All of them folded their
arms behind their backs. La Gorda made
me do the same. She stretched my arms as far back as
they would go
and then made me bend them and grab each forearm as tightly as possible as
close
to the
elbows as I could. That created a great muscular pressure at the articulations
of my
shoulders. She pushed my trunk
forward until I was almost stooping. Then she made a peculiar
birdcall. That was a signal. Lidia started
walking. In the darkness her movements reminded me of
an ice skater. She walked swiftly and silently
and in a few minutes she disappeared from my
view.

La Gorda made two more birdcalls, one after the other, and Rosa and
Josefina took off in the same manner Lidia had. La Gorda told me to follow
close to her. She made one more birdcall and we both started walking.

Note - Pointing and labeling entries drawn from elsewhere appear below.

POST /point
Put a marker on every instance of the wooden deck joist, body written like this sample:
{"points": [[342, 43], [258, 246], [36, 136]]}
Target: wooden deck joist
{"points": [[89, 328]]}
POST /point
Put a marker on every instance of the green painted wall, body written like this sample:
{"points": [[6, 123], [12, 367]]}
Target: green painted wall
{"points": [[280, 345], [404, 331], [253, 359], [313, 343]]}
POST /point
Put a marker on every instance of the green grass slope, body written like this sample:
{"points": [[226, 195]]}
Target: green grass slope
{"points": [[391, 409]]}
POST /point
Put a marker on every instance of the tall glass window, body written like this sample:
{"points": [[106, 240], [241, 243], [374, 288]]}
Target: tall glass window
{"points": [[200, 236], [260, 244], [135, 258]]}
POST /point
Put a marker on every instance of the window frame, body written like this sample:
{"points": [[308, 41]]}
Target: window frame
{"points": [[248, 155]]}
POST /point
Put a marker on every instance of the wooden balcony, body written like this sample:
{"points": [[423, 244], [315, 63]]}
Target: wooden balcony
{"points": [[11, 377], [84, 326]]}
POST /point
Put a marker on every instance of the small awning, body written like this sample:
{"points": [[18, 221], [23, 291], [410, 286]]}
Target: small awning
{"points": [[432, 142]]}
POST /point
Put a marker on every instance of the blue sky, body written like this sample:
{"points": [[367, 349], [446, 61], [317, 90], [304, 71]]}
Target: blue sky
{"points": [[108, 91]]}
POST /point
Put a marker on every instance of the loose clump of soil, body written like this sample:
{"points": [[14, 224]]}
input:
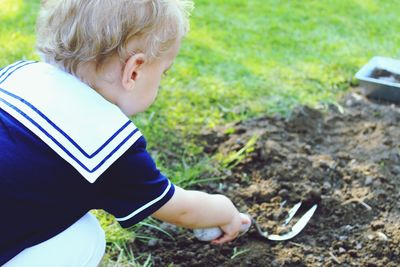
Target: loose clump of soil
{"points": [[346, 160]]}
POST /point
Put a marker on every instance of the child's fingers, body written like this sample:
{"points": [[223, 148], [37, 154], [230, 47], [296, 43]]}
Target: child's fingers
{"points": [[223, 239]]}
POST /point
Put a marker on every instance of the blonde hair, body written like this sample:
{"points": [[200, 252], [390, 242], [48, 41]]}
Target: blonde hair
{"points": [[70, 32]]}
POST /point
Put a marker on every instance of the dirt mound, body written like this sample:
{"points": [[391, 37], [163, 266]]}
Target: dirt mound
{"points": [[346, 159]]}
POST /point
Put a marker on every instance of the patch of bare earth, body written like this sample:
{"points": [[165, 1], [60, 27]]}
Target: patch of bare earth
{"points": [[346, 160]]}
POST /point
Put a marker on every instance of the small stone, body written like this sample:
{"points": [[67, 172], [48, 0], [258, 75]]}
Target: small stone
{"points": [[327, 186], [368, 180], [283, 193], [347, 178], [382, 236], [348, 227], [375, 225], [152, 242]]}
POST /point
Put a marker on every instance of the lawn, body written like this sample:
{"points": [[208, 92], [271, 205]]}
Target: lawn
{"points": [[240, 60]]}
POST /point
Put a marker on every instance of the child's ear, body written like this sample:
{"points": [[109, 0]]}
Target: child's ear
{"points": [[131, 70]]}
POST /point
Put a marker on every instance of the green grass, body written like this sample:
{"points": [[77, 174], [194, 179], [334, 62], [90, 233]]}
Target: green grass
{"points": [[241, 59]]}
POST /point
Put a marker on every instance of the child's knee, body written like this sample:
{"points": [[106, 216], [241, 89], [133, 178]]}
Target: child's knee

I was surprised at the ease with which I walked. My entire balance was
centered in my legs.
The fact that I had my arms behind my
back, instead of hindering my movements, aided me in
maintaining a
strange equilibrium. But above all what surprised me the most was the quietness
of
my steps.

When we reached the road we began to walk normally. We passed two men
going in the
opposite direction. La Gorda greeted them and they
answered back. When we arrived at the house
we found the
little sisters standing by the door, not daring to go in. La Gorda told them
that
although I could not control the allies I could either
call them or tell them to leave, and that the
allies would
not bother us any longer. The girls believed her, something I myself could not
do in
that instance.

We went inside. In a very quiet and efficient manner all of them
undressed, drenched themselves with cold water and put on a fresh change of
clothes. I did the same. I put on the old
clothes I used
to keep in don Juan's house, which la Gorda brought to me in a box.
All
of us were in high spirits. I asked la Gorda to explain to me what we had done.
"We'll talk about that later," she said in a firm tone.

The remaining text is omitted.